Kantor Mahkamah Agung di Jalan Medan Merdeka Utara, Jakarta Pusat.

JAKARTA – Dengan niat menjadikan Bachtiar Abdul Fatah sebagai terdakwa kasus bioremediasi PT Chevron Pacific Indonesia, Kejaksaan Agung (Kejakgung) mengirimkan keberatan atas putusan Praperadilan ke Mahkamah Agung (MA). Namun sejauh ini, laporan Kejakgung itu tidak digubris.

Keberatan ke MA itu diajukan Kejakgung, setelah permintaan bandingnya atas putusan Praperadilan dalam kasus bioremediasi Chevron, ditolak oleh Pengadilan Negeri Jakarta Selatan. Sebelumnya, Bachtiar yang dijadikan tersangka oleh Kejakgung, diputus tidak bersalah oleh sidang Praperadilan.

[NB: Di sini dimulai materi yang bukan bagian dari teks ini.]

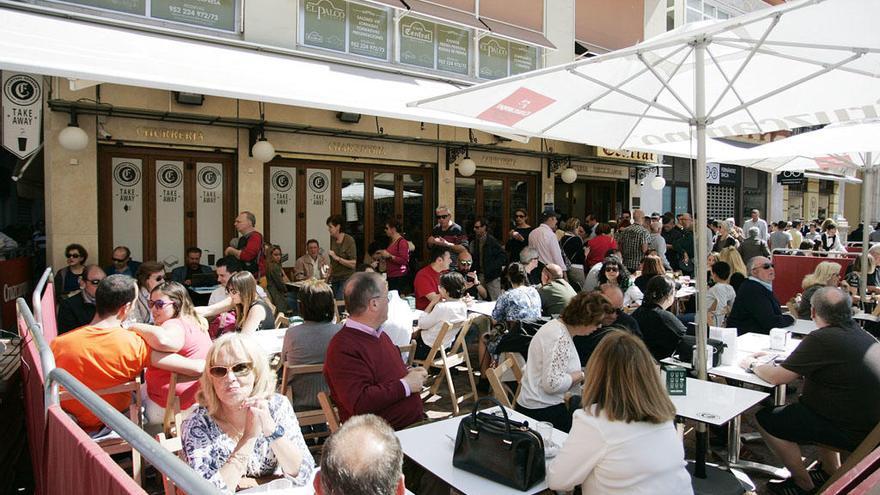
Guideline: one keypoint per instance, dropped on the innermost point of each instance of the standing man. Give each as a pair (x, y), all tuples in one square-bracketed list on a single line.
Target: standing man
[(633, 241), (79, 310), (122, 263), (543, 240), (489, 258), (342, 253), (448, 234), (755, 308), (840, 403), (518, 237), (363, 368), (192, 266), (312, 265), (757, 221), (249, 246)]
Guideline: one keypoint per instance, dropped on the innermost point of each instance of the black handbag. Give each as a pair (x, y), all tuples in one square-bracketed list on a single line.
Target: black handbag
[(499, 449)]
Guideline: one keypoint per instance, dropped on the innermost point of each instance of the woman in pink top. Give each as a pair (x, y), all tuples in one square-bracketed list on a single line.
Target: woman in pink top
[(396, 256), (180, 330), (599, 245)]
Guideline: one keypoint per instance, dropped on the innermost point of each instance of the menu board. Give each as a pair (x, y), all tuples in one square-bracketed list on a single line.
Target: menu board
[(368, 31), (523, 58), (417, 42), (453, 49), (324, 24), (494, 55), (215, 14), (138, 7)]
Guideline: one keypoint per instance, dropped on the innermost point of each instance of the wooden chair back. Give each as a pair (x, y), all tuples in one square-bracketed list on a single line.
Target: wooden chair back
[(331, 415), (501, 391)]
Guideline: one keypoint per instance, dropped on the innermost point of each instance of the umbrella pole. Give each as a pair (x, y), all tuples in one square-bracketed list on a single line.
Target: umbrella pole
[(867, 186), (699, 226)]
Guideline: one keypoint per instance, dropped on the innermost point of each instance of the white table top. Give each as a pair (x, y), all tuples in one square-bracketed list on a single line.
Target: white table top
[(714, 403), (482, 307), (431, 446)]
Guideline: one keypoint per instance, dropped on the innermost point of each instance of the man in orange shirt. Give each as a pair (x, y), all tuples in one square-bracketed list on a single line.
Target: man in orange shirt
[(103, 354)]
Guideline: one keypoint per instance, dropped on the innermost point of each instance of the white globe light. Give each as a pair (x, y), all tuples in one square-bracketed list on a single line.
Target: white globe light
[(569, 175), (658, 183), (263, 151), (467, 167), (73, 139)]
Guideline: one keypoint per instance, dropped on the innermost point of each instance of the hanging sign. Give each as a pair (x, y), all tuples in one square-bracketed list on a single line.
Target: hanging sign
[(22, 103)]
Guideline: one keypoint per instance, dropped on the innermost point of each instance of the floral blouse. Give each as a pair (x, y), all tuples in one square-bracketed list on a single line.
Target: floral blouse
[(207, 447), (521, 303)]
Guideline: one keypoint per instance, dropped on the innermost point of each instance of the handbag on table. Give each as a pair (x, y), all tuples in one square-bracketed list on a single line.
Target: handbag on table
[(498, 448)]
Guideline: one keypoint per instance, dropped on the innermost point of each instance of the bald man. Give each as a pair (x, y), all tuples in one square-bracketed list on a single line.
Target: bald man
[(362, 458)]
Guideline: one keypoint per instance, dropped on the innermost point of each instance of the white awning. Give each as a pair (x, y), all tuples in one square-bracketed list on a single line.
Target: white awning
[(79, 50)]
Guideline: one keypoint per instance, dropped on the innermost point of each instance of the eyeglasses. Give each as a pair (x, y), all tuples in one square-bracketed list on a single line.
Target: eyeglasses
[(240, 369), (159, 304)]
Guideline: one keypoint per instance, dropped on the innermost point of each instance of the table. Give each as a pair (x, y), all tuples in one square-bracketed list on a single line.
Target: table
[(431, 446)]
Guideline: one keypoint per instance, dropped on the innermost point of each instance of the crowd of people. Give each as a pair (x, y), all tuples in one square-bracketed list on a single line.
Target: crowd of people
[(600, 296)]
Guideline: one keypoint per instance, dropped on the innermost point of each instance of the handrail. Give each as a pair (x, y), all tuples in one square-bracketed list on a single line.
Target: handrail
[(38, 294), (183, 476)]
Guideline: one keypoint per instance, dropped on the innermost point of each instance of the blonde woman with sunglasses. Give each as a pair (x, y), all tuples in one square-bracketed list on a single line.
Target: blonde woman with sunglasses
[(242, 432), (178, 329)]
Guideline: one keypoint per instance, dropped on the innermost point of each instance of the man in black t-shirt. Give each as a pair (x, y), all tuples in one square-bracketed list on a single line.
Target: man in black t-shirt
[(840, 403)]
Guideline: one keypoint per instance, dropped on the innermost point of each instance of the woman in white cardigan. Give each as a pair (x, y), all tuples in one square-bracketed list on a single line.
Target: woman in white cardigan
[(623, 440), (553, 367)]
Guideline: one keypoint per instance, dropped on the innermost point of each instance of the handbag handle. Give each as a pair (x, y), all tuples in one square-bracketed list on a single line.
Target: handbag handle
[(495, 402)]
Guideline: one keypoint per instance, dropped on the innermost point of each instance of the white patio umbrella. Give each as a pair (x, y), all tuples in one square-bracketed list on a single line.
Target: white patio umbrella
[(846, 146), (801, 63)]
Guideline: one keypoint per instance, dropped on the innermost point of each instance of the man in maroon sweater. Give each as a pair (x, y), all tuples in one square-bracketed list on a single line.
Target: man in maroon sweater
[(363, 367)]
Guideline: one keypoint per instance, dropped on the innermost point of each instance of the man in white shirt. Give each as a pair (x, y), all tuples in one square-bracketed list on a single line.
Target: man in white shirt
[(543, 240), (757, 221)]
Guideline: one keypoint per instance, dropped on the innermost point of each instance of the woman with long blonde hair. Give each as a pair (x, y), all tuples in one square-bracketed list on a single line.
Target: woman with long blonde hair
[(623, 440)]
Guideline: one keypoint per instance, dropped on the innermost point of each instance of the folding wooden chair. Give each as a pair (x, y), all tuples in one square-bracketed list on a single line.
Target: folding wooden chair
[(444, 362), (118, 445), (331, 415), (311, 417), (502, 392)]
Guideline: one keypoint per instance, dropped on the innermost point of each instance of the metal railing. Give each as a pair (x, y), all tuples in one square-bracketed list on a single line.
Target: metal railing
[(169, 464)]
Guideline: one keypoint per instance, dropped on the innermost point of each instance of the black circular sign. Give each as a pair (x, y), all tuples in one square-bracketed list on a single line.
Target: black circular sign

Namun Kejakgung bersikukuh bahwa hakim telah melampaui kewenangannya dalam memutuskan gugatan praperadilan Bachtiar. Kejakgung mengangggap bahwa penetapan seseorang menjadi tersangka sepenuhnya merupakan kewenangan pihak jaksa penyidik.

Untuk itu, Kejagung telah mengajukan keberatan atas putusan hakim praperadilan ke MA, dengan tembusan ke Komisi Yudisial (KY) dan masih menunggu jawaban atas surat tersebut.

Terkait hal ini, Maqdir Ismail selaku kuasa hukum Bachtiar Abdul Fatah, mengakui dia dan kliennya mengetahui melalui media bahwa Kejakung telah mengirimkan Surat Laporan ke MA. Menurut Maqdir, apa yang dilakukan Kejakgung itu merupakan upaya diluar hukum.

“Tapi sepengetahuan kami, Mahkamah Agung sampai hari ini tidak menanggapi laporan keberatan Kejakgung itu. Kami juga mengetahui dari media bahwa Kejaksaan Agung menembuskan Suratnya tersebut ke Komisi Yudisial,” ujar Maqdir saat dihubungi pada Kamis, 14 Februari 2013.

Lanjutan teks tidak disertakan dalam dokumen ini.